When it comes to developing strategy, this sometimes becomes confused with operational effectiveness, he said. “Strategy is not about that,” Serafeim said. “Strategy is about what makes you unique and allows you to have a unique competitive positioning. A lot of the ESG issues that we have found in our research are actually operational effectiveness issues.”

These operational effectiveness issues are quickly codified as best practice and “get imitated pretty fast” leaving behind the question: “How are you differentiated?”

Then on the communication front, another mistake a lot of companies make is doing a lot of communication about efforts and intentions, rather than about outcomes of those efforts and intentions.

“I think there is a trap there which is in the ESG space, a lot of what is getting measured is actually effort rather than outcomes,” Serafeim said. “What creates value at the end of the day is the outcomes that you’re achieving, not how much you’re spending. In fact what you would want to have is the highest ratio of outcomes to effort, right?”

There will be a tremendous business opportunity over time for differentiation in various markets, he said, pointing to Norwegian waste management company Norsk Gjenvinning which went through a difficult transformation to ultimately emerge as an industry leader with best-in-class practices that attracted top talent and high-reputation brands.

“Transformation can happen in many organisations, and the fuel of that is purpose, that actually you’re doing something that people feel very strongly about,” Serafeim said. These “animating forces” inside organisations are different to things that are “a simple process to imitate.”

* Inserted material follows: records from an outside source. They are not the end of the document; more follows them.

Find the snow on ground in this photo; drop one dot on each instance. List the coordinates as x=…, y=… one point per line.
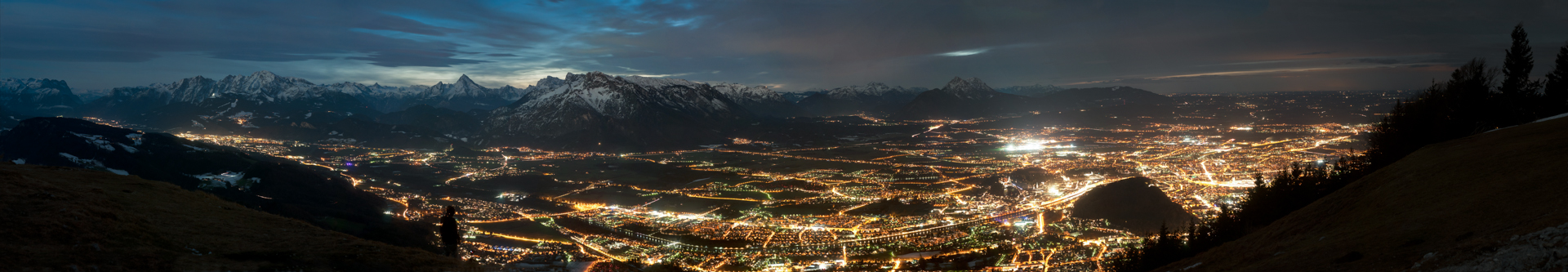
x=225, y=180
x=83, y=163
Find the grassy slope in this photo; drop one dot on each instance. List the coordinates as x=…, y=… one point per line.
x=73, y=219
x=1457, y=200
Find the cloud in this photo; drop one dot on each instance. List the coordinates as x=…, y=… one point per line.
x=964, y=52
x=799, y=44
x=76, y=56
x=1379, y=60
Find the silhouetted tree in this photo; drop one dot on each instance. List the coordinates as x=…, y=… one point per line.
x=1556, y=87
x=449, y=231
x=1470, y=103
x=1517, y=65
x=1517, y=93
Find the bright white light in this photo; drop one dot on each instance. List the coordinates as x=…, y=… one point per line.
x=1034, y=145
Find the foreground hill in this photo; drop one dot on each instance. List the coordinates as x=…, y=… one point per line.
x=257, y=181
x=74, y=219
x=1131, y=203
x=1490, y=202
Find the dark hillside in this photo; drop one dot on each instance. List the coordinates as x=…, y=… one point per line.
x=1455, y=205
x=257, y=181
x=1131, y=203
x=74, y=219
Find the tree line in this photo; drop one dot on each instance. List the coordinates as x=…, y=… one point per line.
x=1472, y=101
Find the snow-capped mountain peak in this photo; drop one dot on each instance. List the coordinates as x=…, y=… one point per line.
x=966, y=87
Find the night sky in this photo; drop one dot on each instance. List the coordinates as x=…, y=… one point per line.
x=1165, y=46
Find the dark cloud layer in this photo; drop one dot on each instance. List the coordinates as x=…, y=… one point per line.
x=1162, y=46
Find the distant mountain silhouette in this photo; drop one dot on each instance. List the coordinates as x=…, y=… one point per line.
x=961, y=100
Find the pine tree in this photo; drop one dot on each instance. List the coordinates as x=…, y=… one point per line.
x=1556, y=90
x=1517, y=96
x=449, y=231
x=1517, y=65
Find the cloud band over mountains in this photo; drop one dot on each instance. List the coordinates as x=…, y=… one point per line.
x=787, y=44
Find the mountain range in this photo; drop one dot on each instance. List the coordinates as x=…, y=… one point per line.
x=587, y=110
x=591, y=110
x=860, y=100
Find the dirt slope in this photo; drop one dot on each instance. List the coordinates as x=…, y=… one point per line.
x=74, y=219
x=1454, y=207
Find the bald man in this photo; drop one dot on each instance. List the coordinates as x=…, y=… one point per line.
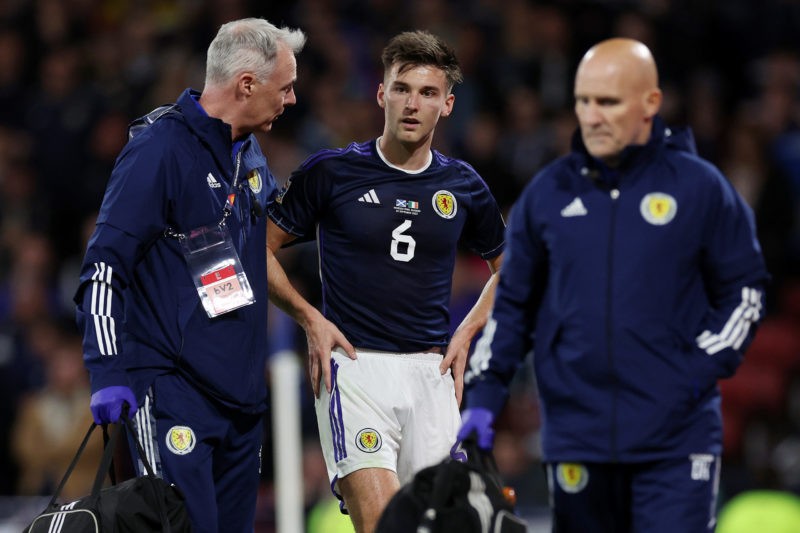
x=633, y=274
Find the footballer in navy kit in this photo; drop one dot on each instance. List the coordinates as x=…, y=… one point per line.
x=389, y=216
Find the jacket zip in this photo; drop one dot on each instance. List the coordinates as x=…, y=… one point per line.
x=614, y=194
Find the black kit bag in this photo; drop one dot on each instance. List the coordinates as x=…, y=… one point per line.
x=143, y=504
x=453, y=496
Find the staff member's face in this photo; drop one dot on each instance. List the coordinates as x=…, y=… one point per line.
x=269, y=98
x=613, y=110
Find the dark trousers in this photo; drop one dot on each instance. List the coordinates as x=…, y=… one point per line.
x=655, y=497
x=213, y=454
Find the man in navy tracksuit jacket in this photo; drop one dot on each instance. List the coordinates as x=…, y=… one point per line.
x=634, y=275
x=194, y=380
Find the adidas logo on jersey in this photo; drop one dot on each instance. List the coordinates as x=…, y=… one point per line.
x=370, y=197
x=574, y=209
x=212, y=181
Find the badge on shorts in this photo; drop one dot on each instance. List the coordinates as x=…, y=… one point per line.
x=368, y=440
x=572, y=477
x=180, y=440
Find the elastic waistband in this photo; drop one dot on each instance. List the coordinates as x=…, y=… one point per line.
x=422, y=356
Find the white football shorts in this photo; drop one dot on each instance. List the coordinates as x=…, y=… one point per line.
x=386, y=410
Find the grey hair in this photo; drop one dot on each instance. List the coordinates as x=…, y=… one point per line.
x=249, y=44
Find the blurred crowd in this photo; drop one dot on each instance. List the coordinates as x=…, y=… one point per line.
x=73, y=73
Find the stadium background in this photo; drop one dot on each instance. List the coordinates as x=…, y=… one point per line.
x=73, y=73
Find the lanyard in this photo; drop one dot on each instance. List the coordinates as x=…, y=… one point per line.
x=233, y=190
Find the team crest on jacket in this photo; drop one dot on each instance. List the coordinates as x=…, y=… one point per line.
x=180, y=440
x=444, y=203
x=658, y=208
x=254, y=181
x=368, y=440
x=572, y=477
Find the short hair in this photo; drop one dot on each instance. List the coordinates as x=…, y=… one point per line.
x=249, y=44
x=415, y=48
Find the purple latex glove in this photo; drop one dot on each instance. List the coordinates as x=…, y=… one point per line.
x=106, y=404
x=478, y=420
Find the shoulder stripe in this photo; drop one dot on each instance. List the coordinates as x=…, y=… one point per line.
x=736, y=329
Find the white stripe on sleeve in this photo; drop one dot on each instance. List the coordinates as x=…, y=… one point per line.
x=102, y=299
x=735, y=330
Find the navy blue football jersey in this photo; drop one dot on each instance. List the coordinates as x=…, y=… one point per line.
x=387, y=240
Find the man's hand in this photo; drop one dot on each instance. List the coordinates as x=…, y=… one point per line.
x=456, y=360
x=478, y=420
x=107, y=403
x=322, y=337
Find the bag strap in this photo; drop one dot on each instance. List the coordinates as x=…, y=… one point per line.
x=105, y=463
x=157, y=490
x=481, y=460
x=439, y=494
x=72, y=464
x=139, y=450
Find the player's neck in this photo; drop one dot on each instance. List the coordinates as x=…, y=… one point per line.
x=407, y=157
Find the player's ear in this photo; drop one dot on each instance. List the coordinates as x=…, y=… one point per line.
x=381, y=96
x=652, y=102
x=448, y=105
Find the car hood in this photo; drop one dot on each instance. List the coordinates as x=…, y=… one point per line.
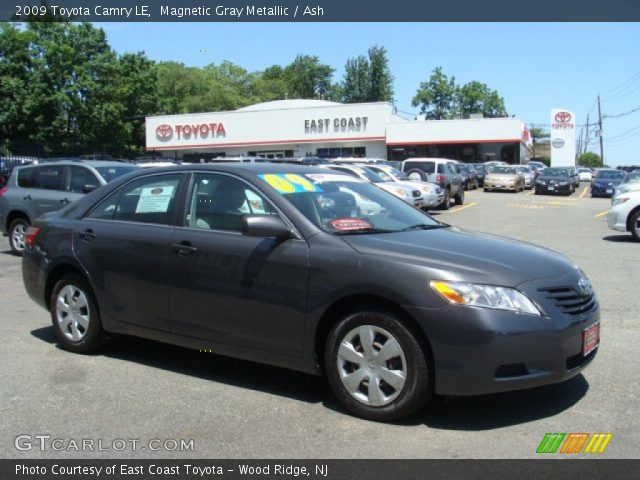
x=607, y=182
x=454, y=254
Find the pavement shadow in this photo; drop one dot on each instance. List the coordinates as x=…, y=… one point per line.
x=209, y=366
x=487, y=412
x=619, y=238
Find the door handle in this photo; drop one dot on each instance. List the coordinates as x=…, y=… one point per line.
x=87, y=235
x=183, y=249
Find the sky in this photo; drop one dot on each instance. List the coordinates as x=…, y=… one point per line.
x=534, y=66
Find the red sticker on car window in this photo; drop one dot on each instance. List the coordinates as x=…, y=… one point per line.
x=346, y=224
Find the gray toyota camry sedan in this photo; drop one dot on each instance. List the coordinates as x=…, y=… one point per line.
x=313, y=270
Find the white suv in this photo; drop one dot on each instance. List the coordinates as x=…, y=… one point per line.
x=624, y=215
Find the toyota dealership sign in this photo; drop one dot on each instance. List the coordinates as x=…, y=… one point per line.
x=563, y=138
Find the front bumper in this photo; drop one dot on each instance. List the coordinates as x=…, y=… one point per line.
x=617, y=219
x=492, y=185
x=479, y=351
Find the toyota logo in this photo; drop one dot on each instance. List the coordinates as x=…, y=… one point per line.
x=584, y=285
x=164, y=131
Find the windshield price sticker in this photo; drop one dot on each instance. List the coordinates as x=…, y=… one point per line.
x=289, y=183
x=154, y=200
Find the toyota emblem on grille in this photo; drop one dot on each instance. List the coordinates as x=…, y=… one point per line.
x=585, y=287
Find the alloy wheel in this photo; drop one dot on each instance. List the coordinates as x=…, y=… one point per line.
x=372, y=365
x=72, y=313
x=17, y=237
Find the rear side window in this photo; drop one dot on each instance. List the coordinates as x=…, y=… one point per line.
x=427, y=167
x=50, y=177
x=80, y=178
x=147, y=200
x=27, y=177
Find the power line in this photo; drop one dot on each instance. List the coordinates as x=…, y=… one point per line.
x=622, y=114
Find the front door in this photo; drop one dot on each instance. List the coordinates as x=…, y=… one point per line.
x=123, y=244
x=231, y=288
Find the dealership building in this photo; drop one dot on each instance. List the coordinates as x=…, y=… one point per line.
x=295, y=128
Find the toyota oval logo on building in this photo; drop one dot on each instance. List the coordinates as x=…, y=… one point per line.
x=164, y=132
x=563, y=117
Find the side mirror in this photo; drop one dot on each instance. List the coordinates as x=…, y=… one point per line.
x=265, y=226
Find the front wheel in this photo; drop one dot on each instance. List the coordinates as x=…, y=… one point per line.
x=635, y=225
x=75, y=315
x=376, y=367
x=17, y=234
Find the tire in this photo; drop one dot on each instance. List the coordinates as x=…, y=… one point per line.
x=423, y=176
x=74, y=335
x=446, y=204
x=384, y=404
x=635, y=226
x=17, y=231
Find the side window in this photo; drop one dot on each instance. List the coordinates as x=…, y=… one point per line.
x=27, y=177
x=50, y=177
x=219, y=202
x=147, y=200
x=81, y=177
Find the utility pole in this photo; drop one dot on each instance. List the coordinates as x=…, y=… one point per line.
x=586, y=136
x=600, y=132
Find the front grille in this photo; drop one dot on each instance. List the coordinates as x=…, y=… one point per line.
x=569, y=300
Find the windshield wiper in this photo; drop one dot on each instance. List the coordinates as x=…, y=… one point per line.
x=363, y=231
x=424, y=226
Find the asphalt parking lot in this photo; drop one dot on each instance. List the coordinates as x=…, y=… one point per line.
x=137, y=389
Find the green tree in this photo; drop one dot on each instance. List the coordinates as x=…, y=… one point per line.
x=356, y=86
x=306, y=77
x=437, y=96
x=476, y=98
x=380, y=78
x=590, y=159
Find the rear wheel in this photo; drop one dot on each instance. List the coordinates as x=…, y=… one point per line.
x=75, y=316
x=376, y=367
x=635, y=225
x=17, y=233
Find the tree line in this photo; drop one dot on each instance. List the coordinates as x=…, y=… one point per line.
x=63, y=88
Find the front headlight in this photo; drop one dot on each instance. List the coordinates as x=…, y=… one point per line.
x=487, y=296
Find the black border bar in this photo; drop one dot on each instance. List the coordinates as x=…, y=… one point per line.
x=583, y=469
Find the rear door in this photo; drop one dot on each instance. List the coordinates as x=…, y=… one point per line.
x=49, y=193
x=123, y=243
x=231, y=288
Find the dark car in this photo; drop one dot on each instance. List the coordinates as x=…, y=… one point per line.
x=481, y=171
x=469, y=176
x=605, y=181
x=279, y=264
x=37, y=189
x=554, y=180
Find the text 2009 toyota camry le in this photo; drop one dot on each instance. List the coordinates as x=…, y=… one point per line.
x=312, y=270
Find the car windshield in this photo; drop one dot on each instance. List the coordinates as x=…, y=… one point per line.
x=555, y=173
x=609, y=175
x=343, y=205
x=111, y=173
x=632, y=178
x=503, y=170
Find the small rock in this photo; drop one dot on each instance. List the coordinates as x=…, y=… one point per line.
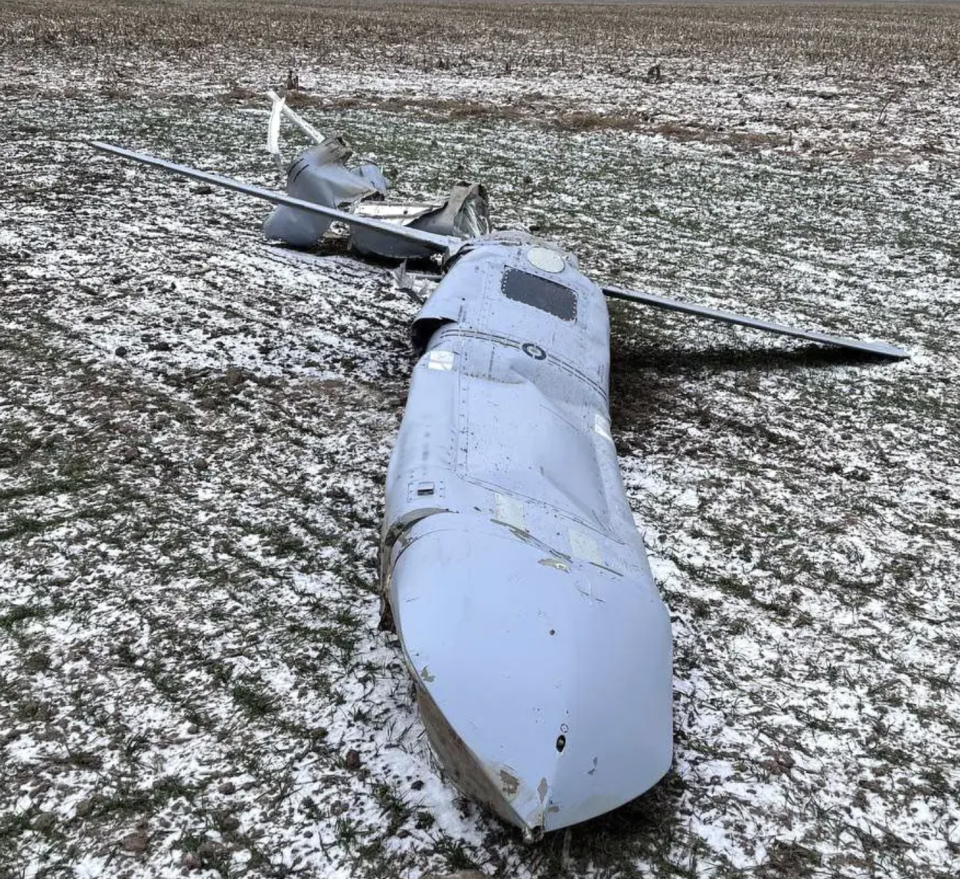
x=209, y=849
x=85, y=807
x=44, y=822
x=135, y=843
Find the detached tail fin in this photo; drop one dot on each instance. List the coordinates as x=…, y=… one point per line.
x=442, y=244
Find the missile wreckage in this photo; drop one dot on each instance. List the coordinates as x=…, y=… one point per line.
x=511, y=565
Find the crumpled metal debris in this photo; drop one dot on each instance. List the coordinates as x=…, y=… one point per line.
x=320, y=175
x=323, y=175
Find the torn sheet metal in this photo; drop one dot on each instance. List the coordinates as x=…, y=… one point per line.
x=320, y=175
x=324, y=175
x=465, y=214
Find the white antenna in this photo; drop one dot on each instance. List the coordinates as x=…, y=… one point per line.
x=294, y=117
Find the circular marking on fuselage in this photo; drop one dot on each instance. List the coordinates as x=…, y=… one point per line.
x=534, y=351
x=546, y=260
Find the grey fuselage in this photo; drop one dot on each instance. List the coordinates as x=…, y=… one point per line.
x=514, y=570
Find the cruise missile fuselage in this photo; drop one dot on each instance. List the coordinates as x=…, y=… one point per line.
x=515, y=573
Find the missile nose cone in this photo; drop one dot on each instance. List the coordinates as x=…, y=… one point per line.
x=546, y=690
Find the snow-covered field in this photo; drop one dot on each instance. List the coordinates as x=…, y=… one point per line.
x=194, y=432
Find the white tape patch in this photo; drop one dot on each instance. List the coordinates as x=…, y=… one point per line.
x=601, y=425
x=442, y=360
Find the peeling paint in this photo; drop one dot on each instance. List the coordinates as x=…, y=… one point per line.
x=542, y=789
x=554, y=563
x=509, y=783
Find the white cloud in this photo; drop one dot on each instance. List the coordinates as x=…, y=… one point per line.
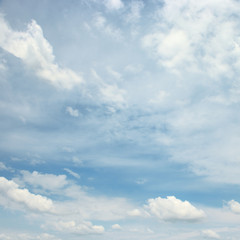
x=27, y=236
x=77, y=228
x=102, y=25
x=114, y=4
x=45, y=181
x=116, y=227
x=2, y=166
x=72, y=112
x=135, y=11
x=111, y=93
x=13, y=196
x=171, y=209
x=185, y=38
x=36, y=52
x=115, y=74
x=234, y=206
x=135, y=213
x=74, y=174
x=210, y=234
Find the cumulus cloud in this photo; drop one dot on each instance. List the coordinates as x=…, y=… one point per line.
x=74, y=174
x=197, y=36
x=116, y=227
x=210, y=234
x=3, y=166
x=72, y=112
x=135, y=11
x=36, y=52
x=135, y=213
x=234, y=206
x=77, y=228
x=13, y=196
x=172, y=209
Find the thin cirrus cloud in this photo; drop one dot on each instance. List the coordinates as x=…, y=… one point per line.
x=234, y=206
x=16, y=197
x=173, y=209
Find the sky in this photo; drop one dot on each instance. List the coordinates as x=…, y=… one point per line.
x=119, y=119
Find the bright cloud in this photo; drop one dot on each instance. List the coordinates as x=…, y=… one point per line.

Looking ahead at impact reporting, there are lessons in looking at accounting statements and reporting standards which were a contested idea 100 years ago, Serafeim said. Companies baulked at the idea of revealing their assets, sales and accounts receivable, but now it is impossible for investors to imagine being without those things.

Measuring impact is similarly in its early stages now, Serafeim said, with “something that will look like a minimum viable product” to appear soon, and then ongoing improvements that could take 100 years.